Department Adopts Environmental Regulations of Cheyenne River Sioux Tribe

Media Contact: Nedra Darling, OPA-IA Phone: 202-219-4152
For Immediate Release: May 26, 1977

Secretary of the Interior Cecil D. Andrus and Chairman of the Cheyenne River Sioux Tribe Wayne Ducheneaux jointly announced today that the Department of the Interior has agreed to adopt environmental regulations enacted by the tribe to govern mineral development and oil and gas leasing activities on tribal and allotted land within the tribe's reservation in South Dakota.

This will be the first time a tribe's environmental regulations will have been accepted in place of the Department's general regulations. The action parallels recent Interior acceptance of state mining and reclamation standards for mining activities on Federal lands in several western states.

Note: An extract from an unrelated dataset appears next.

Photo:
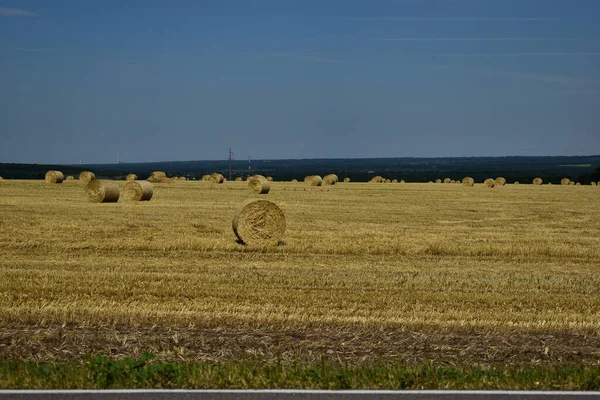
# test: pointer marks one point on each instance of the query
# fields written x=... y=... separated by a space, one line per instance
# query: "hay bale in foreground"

"The agreement with the Cheyenne River Sioux Tribe" represents a significant advance in the United States' commitment to self-determination for Indian tribes," Secretary Andrus said.

He added that while the Bureau of Indian Affairs still has ultimate responsibility for insuring adequate protection of the environment in reservation mineral leasing activities, the new agreement allows the tribe to establish the standards to be enforced by the BIA, so long as those standards are no less stringent than existing Federal regulations.

Secretary Andrus and Chairman Ducheneaux noted that the agreement disposes of litigation brought by the tribe to compel compliance with tribal requirements in mining operations on allotted lands within the reservation, allotted lands are not tribally owned through within the reservation jurisdiction.

Under the new agreement, the Tribe will determine in the first instance whether proposed mineral leasing activity subject to BIA regulation complies with applicable tribal environmental standards, The Secretary will accept this tribal determination, providing he does not find it arbitrary and capricious.